The only requirements on dictionary information made by the text lookup operation are that each form represented by the dictionary be available for lookup in the text form list and that information for each form be available in a sequence identical with the sequence of the forms. This leaves the ordering of entries variable. (Here an entry is a form plus the information that pertains to it.)
Two very useful ways for modifying a form dictionary are the addition to the dictionary of complete paradigms rather than single forms and the application of a single change to more than one dictionary form. The former is intended to decrease the amount of work necessary to extend dictionary coverage. The latter is useful for modifying information about some or all forms of a word, hence reducing the work required to improve dictionary contents. Applying the techniques developed at Harvard for generating a paradigm from a representative form and its classification, we can add all forms of a word to the dictionary at once. An extension of the principle would permit entering a grammatic description of each form. Equivalents could be assigned to the paradigm either at the time it is added to the dictionary or after the word has been studied in context. Thus, one can think of a dictionary entry as a word rather than a form.
If all forms of a paradigm are grouped together within the dictionary, a considerable reduction in the amount of information required is possible.

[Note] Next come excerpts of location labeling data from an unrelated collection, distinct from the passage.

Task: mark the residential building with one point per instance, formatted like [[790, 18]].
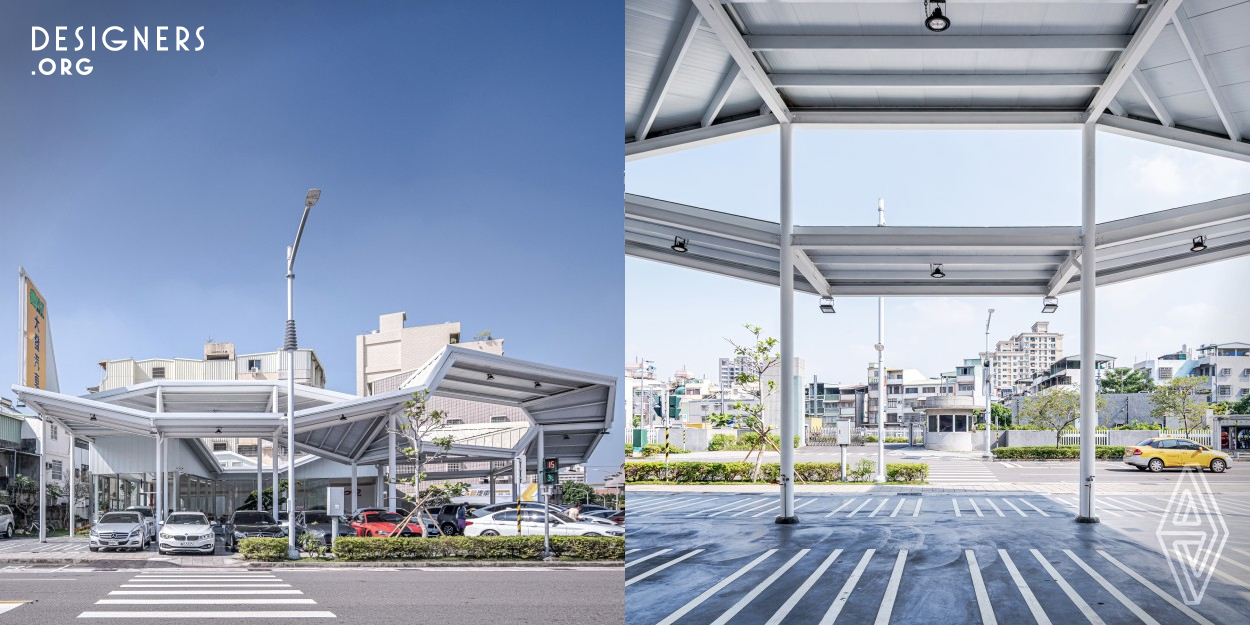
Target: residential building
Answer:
[[1024, 356]]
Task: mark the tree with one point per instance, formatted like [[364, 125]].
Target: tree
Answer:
[[1056, 409], [426, 441], [758, 358], [1176, 399], [1124, 379]]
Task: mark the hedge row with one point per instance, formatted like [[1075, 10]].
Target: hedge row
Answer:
[[1061, 453], [479, 548], [741, 471]]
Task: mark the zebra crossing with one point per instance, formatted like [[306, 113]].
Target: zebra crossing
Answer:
[[874, 585], [166, 594]]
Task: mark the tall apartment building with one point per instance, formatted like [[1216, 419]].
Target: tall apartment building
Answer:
[[1024, 356]]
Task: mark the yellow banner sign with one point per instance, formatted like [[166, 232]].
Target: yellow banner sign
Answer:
[[36, 338]]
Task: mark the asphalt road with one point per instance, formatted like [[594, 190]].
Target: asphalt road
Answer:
[[953, 558], [549, 595]]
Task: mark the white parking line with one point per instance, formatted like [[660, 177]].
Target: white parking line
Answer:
[[839, 509], [1128, 603], [895, 513], [645, 558], [253, 614], [663, 566], [1068, 589], [994, 506], [879, 506], [891, 589], [860, 508], [741, 603], [1029, 599], [694, 603], [983, 598], [803, 590], [1033, 506], [1165, 596], [845, 593], [1008, 501]]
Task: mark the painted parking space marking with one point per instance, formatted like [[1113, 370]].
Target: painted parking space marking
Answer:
[[660, 568], [803, 590], [1068, 589], [694, 603], [1025, 591], [983, 598]]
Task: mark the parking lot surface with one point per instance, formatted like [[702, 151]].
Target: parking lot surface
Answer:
[[880, 558]]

For example, the inflected forms of a word can be represented, insofar as regular inflection allows, by a stem and a set of endings to be attached. (Indeed, the set of endings can be replaced by the name of a set of endings.) The full forms can be derived from such information just prior to the lookup of the form in the text form list. Similarly, if the equivalents for the forms of a word do not vary, the equivalents need be entered only once with an indication that they apply to each form. The dictionary system is in no way dependent upon such summarization or designed around it. When irregularity and variation prevent summarizing, information is written in complete detail. Entries are summarized only when by doing so the amount of information retained in the dictionary is reduced and the time required for dictionary operations is decreased.